President Recep Tayyip Erdoğan’s handling of the economy – arguing that high interest rates cause high inflation – has panicked global investors amid claims high interest rates were “the mother and father of all evil” and pledges to take more control over the central bank.
The global macro background, meanwhile, has not been favourable as global asset-buying programmes slowly come to an end and the US Federal Reserve tightens policy and the dollar strengthens.
Prior to the military coup in July 2016, Turkey had been popular with international investors, GDP averaged about 7%.
“New US sanctions have further focused the market’s attention on how small, open, indebted and reliant on overseas capital the Turkish economy has become.”
“Pro-business policies and a youthful entrepreneurial population enhanced the attraction for overseas investors at a time of loose global monetary policy and low returns elsewhere,” Deutsche Bank analysts Jim Reid and Craig Nicol wrote in a report published Monday.
FDI has soared during President Erdoğan’s 15-year rule to about $13bn a year, according to Deutsche Bank.
The straw that broke the camel’s back is has been the diplomatic row over Turkey’s detention of the American pastor Andrew Brunson, who was arrested in October 2016 in the aftermath of the attempted coup.
“New US sanctions have further focused the market’s attention on how small, open, indebted and reliant on overseas capital the Turkish economy has become,” according to Deutsche Bank’s report.
A looming debt crisis
“The worsening of political tensions between the US and Turkey has been the final blow to an already dire economic situation, with the collapse of the lira now rapidly fuelling concern of a full-blown currency and debt crisis given the amount of USD-denominated debt in the private sector,” said Delphine Arrighi, portfolio manager, Old Mutual Global Investors.
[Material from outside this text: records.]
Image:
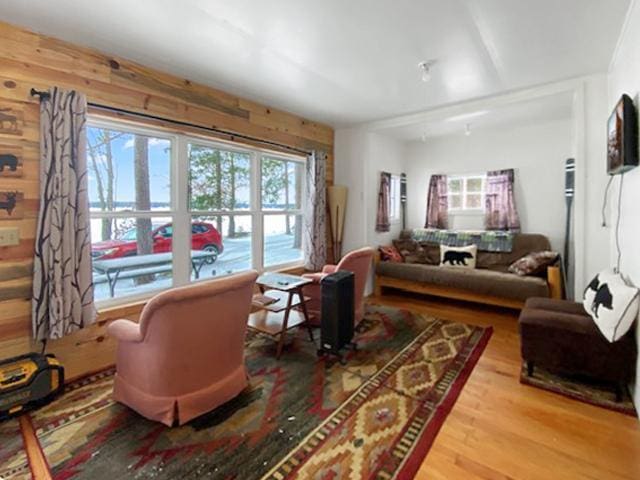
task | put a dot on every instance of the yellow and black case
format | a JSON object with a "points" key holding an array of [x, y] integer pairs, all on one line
{"points": [[29, 381]]}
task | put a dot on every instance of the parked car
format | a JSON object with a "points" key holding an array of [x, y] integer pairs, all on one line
{"points": [[204, 236]]}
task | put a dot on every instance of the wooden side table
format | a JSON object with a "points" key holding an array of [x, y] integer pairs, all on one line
{"points": [[276, 318]]}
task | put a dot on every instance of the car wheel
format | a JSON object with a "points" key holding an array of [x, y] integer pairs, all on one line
{"points": [[214, 250]]}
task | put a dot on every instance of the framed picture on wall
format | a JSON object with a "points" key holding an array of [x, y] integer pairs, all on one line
{"points": [[11, 205], [11, 120], [10, 161]]}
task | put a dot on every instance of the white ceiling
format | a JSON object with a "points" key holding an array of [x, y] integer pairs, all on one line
{"points": [[540, 110], [343, 61]]}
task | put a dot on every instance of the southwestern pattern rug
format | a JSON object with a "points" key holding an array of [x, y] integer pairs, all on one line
{"points": [[301, 417]]}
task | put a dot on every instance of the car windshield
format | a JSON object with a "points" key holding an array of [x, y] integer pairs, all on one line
{"points": [[129, 235]]}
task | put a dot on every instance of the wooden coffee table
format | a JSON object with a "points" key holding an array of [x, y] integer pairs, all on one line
{"points": [[284, 314]]}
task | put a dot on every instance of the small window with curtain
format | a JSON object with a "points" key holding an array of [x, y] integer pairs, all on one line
{"points": [[394, 199], [466, 193]]}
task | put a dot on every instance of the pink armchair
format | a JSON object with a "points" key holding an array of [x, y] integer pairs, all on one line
{"points": [[358, 262], [186, 356]]}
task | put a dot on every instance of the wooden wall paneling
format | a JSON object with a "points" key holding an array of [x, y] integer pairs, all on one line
{"points": [[29, 60]]}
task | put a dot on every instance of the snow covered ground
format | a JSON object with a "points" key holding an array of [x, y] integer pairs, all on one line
{"points": [[236, 257]]}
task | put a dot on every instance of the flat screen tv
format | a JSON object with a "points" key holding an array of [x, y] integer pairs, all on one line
{"points": [[622, 137]]}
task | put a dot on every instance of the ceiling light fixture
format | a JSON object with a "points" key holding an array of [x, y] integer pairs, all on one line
{"points": [[425, 67]]}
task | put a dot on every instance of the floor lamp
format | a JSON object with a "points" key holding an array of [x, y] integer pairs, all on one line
{"points": [[337, 196]]}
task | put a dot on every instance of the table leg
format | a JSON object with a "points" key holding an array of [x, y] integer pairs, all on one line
{"points": [[284, 325], [303, 304], [112, 282]]}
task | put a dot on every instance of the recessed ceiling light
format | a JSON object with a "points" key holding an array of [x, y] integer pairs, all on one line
{"points": [[425, 68], [467, 116]]}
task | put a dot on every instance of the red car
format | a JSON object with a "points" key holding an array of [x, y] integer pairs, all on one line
{"points": [[204, 236]]}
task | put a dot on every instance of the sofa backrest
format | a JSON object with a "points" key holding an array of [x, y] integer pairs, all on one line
{"points": [[523, 244]]}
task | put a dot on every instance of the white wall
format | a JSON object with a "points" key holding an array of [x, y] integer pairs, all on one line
{"points": [[592, 239], [625, 78], [360, 157], [536, 152]]}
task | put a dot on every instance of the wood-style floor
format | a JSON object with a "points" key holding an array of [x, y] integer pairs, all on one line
{"points": [[502, 430]]}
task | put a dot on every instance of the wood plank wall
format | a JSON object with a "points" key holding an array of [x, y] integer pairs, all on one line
{"points": [[31, 60]]}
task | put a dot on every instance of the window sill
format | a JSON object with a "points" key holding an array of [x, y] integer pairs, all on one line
{"points": [[112, 308], [466, 213]]}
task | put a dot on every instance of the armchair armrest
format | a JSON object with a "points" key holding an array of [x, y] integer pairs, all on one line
{"points": [[316, 277], [125, 331], [554, 280]]}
Meetings between the banking regulator and the central bank over the weekend haven’t yielded the results the market was expecting. Although the recent measures announced by the Central Bank of the Republic of Turkey (CBRT) will aim to ease onshore liquidity, they will fall short of restoring investors’ confidence, Arrighi said.
“At this stage, the lack of credible policy response is pushing Turkish asset prices into a tailspin. Local rates are now pricing in close to 900 basis points of rate hikes to stem the currency depreciation. However, given the reluctance of the CBRT to hike rates at its previous meeting and President Erdoğan’s recent comments blaming an international conspiracy rather than acknowledging the real economic crisis resulting from an overheating economy faced with tighter global financial conditions, there is little hope for a return to orthodox policies at this stage,” she added.
A Turkey-specific problem
Edward Park, investment director at Brooks Macdonald said: “The market is beginning to price in this US dollar liquidity risk into the broader emerging markets. The first round of economic sanctions in Turkey were the straw that broke the camel’s back for the country’s economic sentiment.
“Investors are looking at it and thinking if the initially very small US economic sanctions have catalysed a complete loss of face in the Turkish government then other, similarly small, shocks may be enough cause issues in other emerging market nations.”
Most analysts view Turkey’s problems as relatively idiosyncratic and should be contained – outside of the risk of a short-term risk-off – unless there’s a widespread investor retrenchment from emerging markets generally.
“We believe this is a Turkey-specific problem,” Park added.
“However, the actual root cause is shared by quite a few nations, of which Argentina is the most obvious example. Turkey has tripled its US dollar liabilities in the last 10 years, taking advantage of cheap money to refinance itself. However, at the start of the year the US federal reserve started to embark on quantitative tightening, essentially withdrawing its liquidity, at the same time as raising rates, which means it is much more expensive to finance in US dollars which is a problem for emerging markets.
“With Turkey doing relatively little to calm investors, it will certainly be a volatile few days.”